In Greece, thousands of refugees are suffering in the bitter cold in unheated tents and makeshift shelters. Nonetheless, the German Ministry for the Interior (BMI) is planning to recommence deportations to Greece from March 15th. PRO ASYL instead demands swift rescue operations for people seeking protection.
By deliberately disregarding the dramatic situation of more than 60,000 asylum seekers stranded in Greece, the EU commission’s recommendation and the BMI’s communication (a document obtained by PRO ASYL) attempt to rescue an inhumane system of responsibility, under which Dublin-transfers to Greece are to recommence after March 15th.
While thousands of asylum seekers are exposed to bitterly cold conditions and some may freeze to death, politicians are cynically whitewashing the situation in Greece.
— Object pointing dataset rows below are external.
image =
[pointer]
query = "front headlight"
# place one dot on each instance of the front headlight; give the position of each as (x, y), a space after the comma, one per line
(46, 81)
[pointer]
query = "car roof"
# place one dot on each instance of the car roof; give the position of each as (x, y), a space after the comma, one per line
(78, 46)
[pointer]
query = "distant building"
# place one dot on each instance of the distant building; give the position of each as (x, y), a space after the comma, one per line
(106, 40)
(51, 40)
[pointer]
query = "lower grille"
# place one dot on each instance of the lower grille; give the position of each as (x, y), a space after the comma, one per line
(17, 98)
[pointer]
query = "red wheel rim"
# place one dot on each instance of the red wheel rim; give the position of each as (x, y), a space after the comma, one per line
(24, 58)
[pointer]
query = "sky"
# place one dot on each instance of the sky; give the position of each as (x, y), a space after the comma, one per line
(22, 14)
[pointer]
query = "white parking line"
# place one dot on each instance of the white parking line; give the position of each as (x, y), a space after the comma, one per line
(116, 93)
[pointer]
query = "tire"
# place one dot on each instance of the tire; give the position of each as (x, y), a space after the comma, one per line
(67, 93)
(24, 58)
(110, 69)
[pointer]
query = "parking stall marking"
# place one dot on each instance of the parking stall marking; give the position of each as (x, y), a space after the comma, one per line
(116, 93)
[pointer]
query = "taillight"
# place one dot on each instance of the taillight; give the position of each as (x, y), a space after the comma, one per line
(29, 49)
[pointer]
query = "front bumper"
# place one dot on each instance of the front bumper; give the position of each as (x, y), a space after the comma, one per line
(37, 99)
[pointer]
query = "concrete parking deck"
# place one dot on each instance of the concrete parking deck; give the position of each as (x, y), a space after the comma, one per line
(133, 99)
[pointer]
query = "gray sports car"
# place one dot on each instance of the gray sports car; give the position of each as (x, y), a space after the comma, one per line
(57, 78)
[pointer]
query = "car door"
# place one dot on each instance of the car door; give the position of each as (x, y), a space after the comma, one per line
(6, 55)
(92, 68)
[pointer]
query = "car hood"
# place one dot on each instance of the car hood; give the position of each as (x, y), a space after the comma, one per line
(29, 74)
Deportations will recommence on March 15th
Tragic, but not surprising: The BMI has advised that the current ban on deportations of asylum seekers to Greece (which came into force in January 2011) is to end on March 15th, 2017, and has instructed the Federal Agency to develop a model to implement the recommendations formulated by the EU commission on December 8th, 2016.
According to these documents, deportations to Greece are to recommence to a “limited extent”; “vulnerable groups, including unaccompanied minors” are initially to be excluded from such deportations, and Greece has to guarantee admission in each individual case prior to deportation taking place.
Create humane shelters
Instead of enforcing Dublin-deportations, it is of crucial importance to comprehensively investigate the abject failure of the system of housing asylum seekers in Greece and to house refugees in humane conditions without delay. Human rights organisations have been working for months to get refugees out of tents and miserable camps.
Nevertheless, to this date the situation remains unchanged. A few days ago, the Greek Minister for Migration claimed that “there are no refugees or migrants living in the cold anymore” – however, given the conditions in the EU hotspot camps on the Greek islands this statement is clearly untrue.
Open legal departure routes
It begs the question why – despite the availability of sufficient funds in EU budgets – thousands of asylum seekers are still without adequate shelter and are forced to live in the mud and – since the onset of winter – the snow. A scheme passed more than a year ago, under which refugees were to be relocated from Greece to other EU countries, is barely functioning either: To date, not even 10% of the planned number of 63,000 people have been relocated to other countries.
PRO ASYL calls upon the Greek government, the EU Commission and also the German government to finally put an end to the suffering of asylum seekers, especially those on the Greek islands. Instead of sending more people into the miserable conditions there, the tens of thousands of people already stranded in Greece must swiftly be granted legal onward passage.